À moins d'un mois de la rentrée scolaire fixée au 1er septembre 2026 en République démocratique du Congo, le Conseil territorial de la jeunesse de Kabare tire la sonnette d'alarme sur le risque d'une augmentation significative des abandons scolaires. Dans un contexte marqué par les effets persistants de la crise sécuritaire et des difficultés économiques, cette structure estime que de nombreuses familles pourraient être incapables de réunir les moyens nécessaires pour envoyer leurs enfants à l'école. Elle appelle les autorités publiques, les partenaires humanitaires ainsi que les personnes de bonne volonté à mettre en place des mesures urgentes afin de préserver le droit à l'éducation.
Selon le Conseil territorial de la jeunesse, plusieurs ménages du territoire de Kabare continuent de subir les conséquences des conflits armés qui ont entraîné des déplacements de populations, la perte des moyens de subsistance et une détérioration des conditions de vie. À l'approche de la rentrée scolaire, de nombreux parents peinent à réunir les ressources nécessaires pour acheter les fournitures scolaires ou s'acquitter des différents frais liés à la scolarité de leurs enfants.
Cette situation fait craindre une baisse du taux de fréquentation scolaire, particulièrement parmi les enfants issus des familles les plus vulnérables.

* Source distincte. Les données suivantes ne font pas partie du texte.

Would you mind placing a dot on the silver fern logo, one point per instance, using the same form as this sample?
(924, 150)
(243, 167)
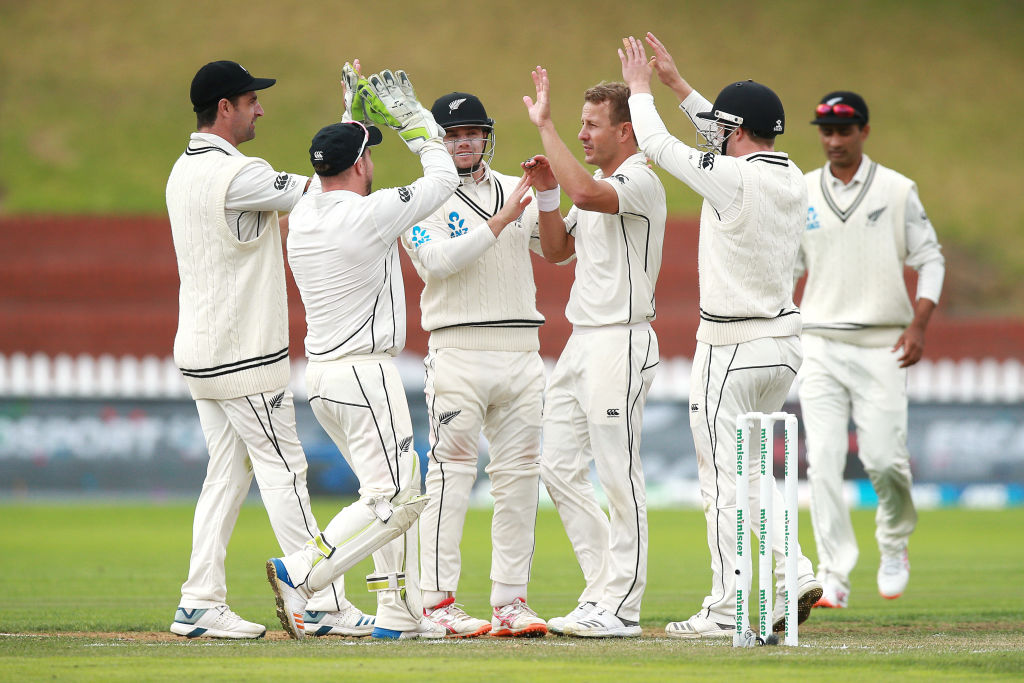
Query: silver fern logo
(448, 417)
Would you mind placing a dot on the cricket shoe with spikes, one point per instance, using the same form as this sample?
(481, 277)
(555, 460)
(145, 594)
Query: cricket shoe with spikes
(809, 591)
(424, 630)
(217, 622)
(699, 626)
(557, 624)
(291, 599)
(455, 620)
(602, 624)
(518, 621)
(348, 622)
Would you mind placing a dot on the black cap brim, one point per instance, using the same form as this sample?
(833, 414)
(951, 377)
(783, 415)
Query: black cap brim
(261, 84)
(839, 121)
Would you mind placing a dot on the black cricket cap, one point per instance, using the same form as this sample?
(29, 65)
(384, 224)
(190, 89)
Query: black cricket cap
(223, 79)
(460, 109)
(340, 145)
(757, 104)
(824, 114)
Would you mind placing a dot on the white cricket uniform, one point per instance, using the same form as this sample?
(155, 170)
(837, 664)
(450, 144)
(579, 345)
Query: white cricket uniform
(858, 238)
(231, 345)
(748, 349)
(596, 394)
(483, 374)
(343, 250)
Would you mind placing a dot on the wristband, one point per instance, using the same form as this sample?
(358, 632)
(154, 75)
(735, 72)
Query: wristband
(549, 200)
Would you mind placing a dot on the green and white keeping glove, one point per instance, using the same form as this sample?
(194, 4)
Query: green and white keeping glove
(385, 101)
(353, 102)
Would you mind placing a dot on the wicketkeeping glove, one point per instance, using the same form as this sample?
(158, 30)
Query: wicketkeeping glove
(353, 102)
(390, 101)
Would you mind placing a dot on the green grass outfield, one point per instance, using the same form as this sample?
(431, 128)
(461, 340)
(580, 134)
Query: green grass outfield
(90, 590)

« Nous redoutons que de nombreux enfants ne puissent pas reprendre le chemin de l'école cette année en raison des difficultés économiques que traversent leurs familles. Plusieurs parents ont perdu leurs activités génératrices de revenus à cause de l'insécurité, tandis que d'autres vivent encore dans des conditions de déplacement qui ne leur permettent pas de préparer convenablement la rentrée scolaire. Si rien n'est fait rapidement, le territoire de Kabare pourrait enregistrer une hausse importante des abandons scolaires, avec des conséquences durables sur l'avenir de toute une génération », alerte Blaise Murhula, président du Conseil territorial de la jeunesse de Kabare.
Face à cette situation, la structure de jeunesse recommande une mobilisation collective afin de permettre aux enfants de reprendre les cours dans de bonnes conditions. Elle plaide notamment pour une assistance ciblée en faveur des familles les plus affectées, à travers la distribution de kits scolaires, des appuis financiers ou encore l'allègement de certains frais scolaires.
Le Conseil territorial estime également que le retour durable de la paix demeure une condition essentielle pour garantir un accès normal à l'éducation dans cette partie du Sud-Kivu.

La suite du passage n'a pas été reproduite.